Pages 180-181 of The Life of a Photograph by Sam Abell.

I honestly didn’t think I would enjoy this book nearly as much as I did. When I first flipped through the book many of the photos did not stand out. But that’s not what Abell is about nor what he was trying to accomplish. The photos are more subtle. They require more time to appreciate, or at least they did for me. The more I view them the more I appreciate them.

Three of my favorite images from the book are included in this post. I love the cover photograph, which is also included on page 25. It was made in Hagi, Japan, and is of a table setting in a restaurant looking out the window at the street below. He describes the image as such: “It’s like a scene from a short story that will soon change.”

 Pages 6-7 of   The Life of a Photograph   by Sam Abell.

Pages 6-7 of The Life of a Photograph by Sam Abell.

The photograph on page 7 is of a very graphic and monochromatic plaza in Toronto, Ontario, with a woman walking by the lower right corner. He uses this image as an example of making a photograph. Something drew him to the plaza, perhaps the striking graphic nature of it. So he composed the image and then waited. When the woman walked into the scene he knew this was what he’d been waiting for and made the photograph.

 Pages 32-33 of   The Life of a Photograph   by Sam Abell.

Pages 32-33 of The Life of a Photograph by Sam Abell.

I also very much enjoy the photograph from page 33 of a city courtyard in Dublin, Ireland.
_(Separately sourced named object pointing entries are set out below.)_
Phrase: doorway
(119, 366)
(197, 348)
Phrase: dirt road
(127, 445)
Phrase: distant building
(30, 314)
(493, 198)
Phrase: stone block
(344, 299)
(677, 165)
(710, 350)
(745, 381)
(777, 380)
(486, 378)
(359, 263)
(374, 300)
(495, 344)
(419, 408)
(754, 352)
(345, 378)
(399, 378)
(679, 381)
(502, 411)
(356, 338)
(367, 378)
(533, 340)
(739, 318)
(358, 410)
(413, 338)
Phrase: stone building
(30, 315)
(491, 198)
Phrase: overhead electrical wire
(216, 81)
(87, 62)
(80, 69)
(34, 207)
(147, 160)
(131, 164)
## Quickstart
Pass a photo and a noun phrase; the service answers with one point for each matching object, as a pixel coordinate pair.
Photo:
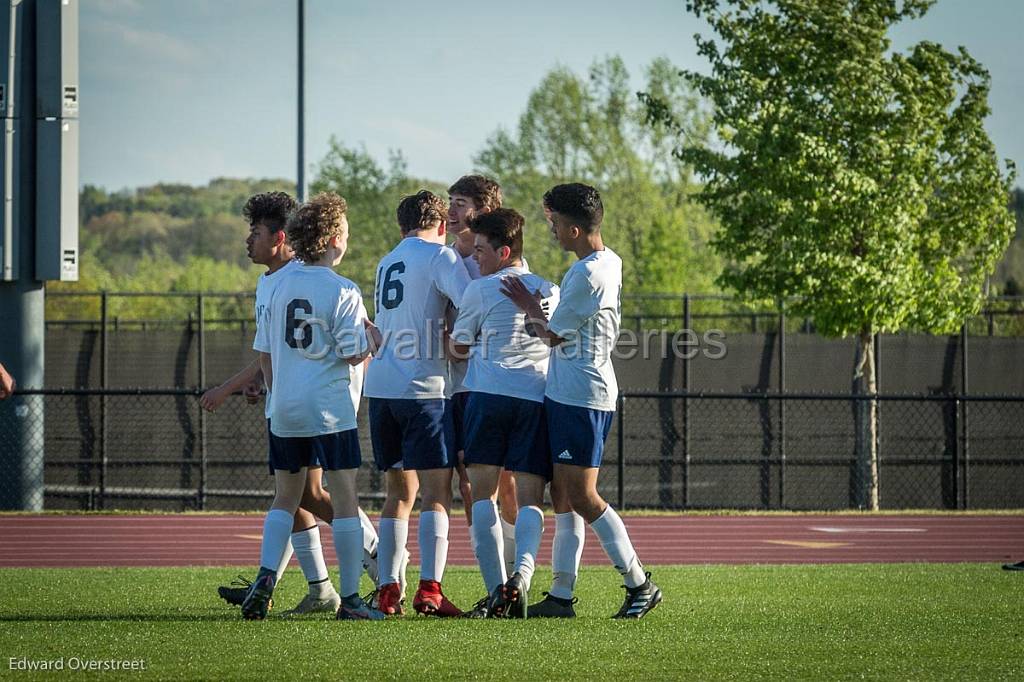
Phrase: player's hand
(7, 383)
(213, 398)
(253, 391)
(528, 302)
(373, 336)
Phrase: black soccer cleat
(514, 598)
(639, 600)
(236, 594)
(552, 607)
(257, 602)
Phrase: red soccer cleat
(389, 600)
(429, 600)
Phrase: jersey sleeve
(262, 340)
(348, 331)
(578, 302)
(470, 320)
(451, 275)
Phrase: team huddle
(472, 365)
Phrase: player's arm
(241, 381)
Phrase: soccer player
(309, 337)
(468, 197)
(406, 384)
(581, 393)
(505, 421)
(266, 245)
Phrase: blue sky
(187, 90)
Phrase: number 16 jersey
(415, 283)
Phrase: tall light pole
(300, 178)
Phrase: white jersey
(265, 286)
(505, 358)
(314, 321)
(588, 316)
(415, 284)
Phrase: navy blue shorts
(577, 434)
(455, 420)
(330, 451)
(508, 432)
(410, 431)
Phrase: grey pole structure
(300, 177)
(39, 236)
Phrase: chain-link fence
(158, 450)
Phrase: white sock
(369, 546)
(508, 545)
(611, 531)
(565, 553)
(348, 547)
(276, 533)
(309, 552)
(528, 530)
(286, 557)
(391, 550)
(488, 544)
(433, 545)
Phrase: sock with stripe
(611, 531)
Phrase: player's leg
(399, 489)
(583, 432)
(509, 506)
(276, 533)
(339, 454)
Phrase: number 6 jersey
(313, 322)
(415, 283)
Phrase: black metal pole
(621, 441)
(687, 325)
(300, 181)
(781, 407)
(104, 384)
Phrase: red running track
(184, 540)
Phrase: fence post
(621, 441)
(103, 384)
(201, 494)
(965, 391)
(687, 324)
(781, 406)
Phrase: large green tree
(592, 129)
(856, 182)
It is such a beautiful composition, with the man in the center quietly contemplating the shrine, a woman washing windows in the back left corner, and a woman with a cane walking around the corner to the right. There is a beautiful balance to the image, and plenty of story. I love to imagine who these people are, where they are going, where they are coming from, what they are thinking.

If you’re not familiar with Sam Abell but enjoy photographs that tell stories, especially if you enjoyed the stories in National Geographic from years ago, then I encourage you to seek out a copy of The Life of a Photograph. And if you are familiar with Sam Abell then you likely already know what I’m talking about. This is a book I’m very happy to have in my collection, and one I hope you will enjoy, as well.